La nomina dei due coordinatori inseriti nei nuclei di valutazione dei dirigenti scolastici ma allo stesso tempo con cariche istituzionali è inopportuna. La denuncia arriva dai banchi delle opposizioni, lato Forza Italia, con un’interrogazione depositata questa mattina in cui si chiede alla Regione un giudizio sulla compatibilità o meno dei due ruoli. Un giudizio chiesto alla luce delle linee guida della direttiva che, nel 2016, ha istituito il piano regionale di valutazione per i dirigenti scolastici (redatto dal direttore dell’ufficio scolastico regionale). Linee guida in cui è scritto nero su bianco che “il dirigente scolastico del nucleo di valutazione non dovrebbe far parte dell’ambito territoriale del dirigente da valutare per ovvie ragioni di opportunità”.

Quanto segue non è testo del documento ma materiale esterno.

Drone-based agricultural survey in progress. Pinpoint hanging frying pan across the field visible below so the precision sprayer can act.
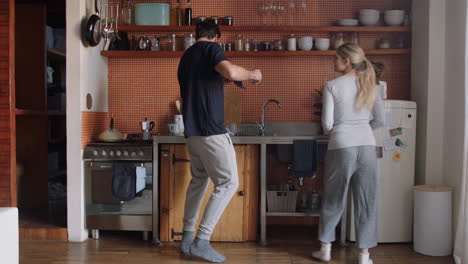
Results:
[86,0,101,47]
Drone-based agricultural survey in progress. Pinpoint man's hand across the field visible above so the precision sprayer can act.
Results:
[249,70,263,83]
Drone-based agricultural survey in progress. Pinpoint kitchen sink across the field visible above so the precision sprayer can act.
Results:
[227,122,323,137]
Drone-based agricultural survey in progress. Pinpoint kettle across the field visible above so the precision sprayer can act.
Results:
[99,118,124,142]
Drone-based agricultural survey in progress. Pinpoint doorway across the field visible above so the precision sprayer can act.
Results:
[15,0,67,240]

“In Emilia-Romagna- si legge nell’atto di Forza Italia- sono stati istituiti 18 nuclei di valutazione e nelle composizioni di due di questi compaiono, nel ruolo di coordinatori, due nominativi, direttori scolastici in quiescenza, che ricoprirebbero ruoli istituzionali. Il primo come assessore alla cultura e istruzione del Comune di Fidenza dovrebbe valutare 23 dirigenti scolastici di Piacenza, il secondo, assessore con delega alla pubblica istruzione ed edilizia scolastica nel Consiglio provinciale di Ravenna, dovrebbe giudicare 27 dirigenti di Rimini”.
Ciascun nucleo di valutazione è formato da tre componenti: un coordinatore e altri due membri individuati dai direttori degli uffici scolastici regionali tramite avviso pubblico. Il coordinatore del nucleo ha il compito di presiedere l’attività valutativa e va individuato, secondo la direttiva del 2016, tra dirigenti tecnici, amministrativi, scolastici in attività o in quiescenza in ordine di priorità.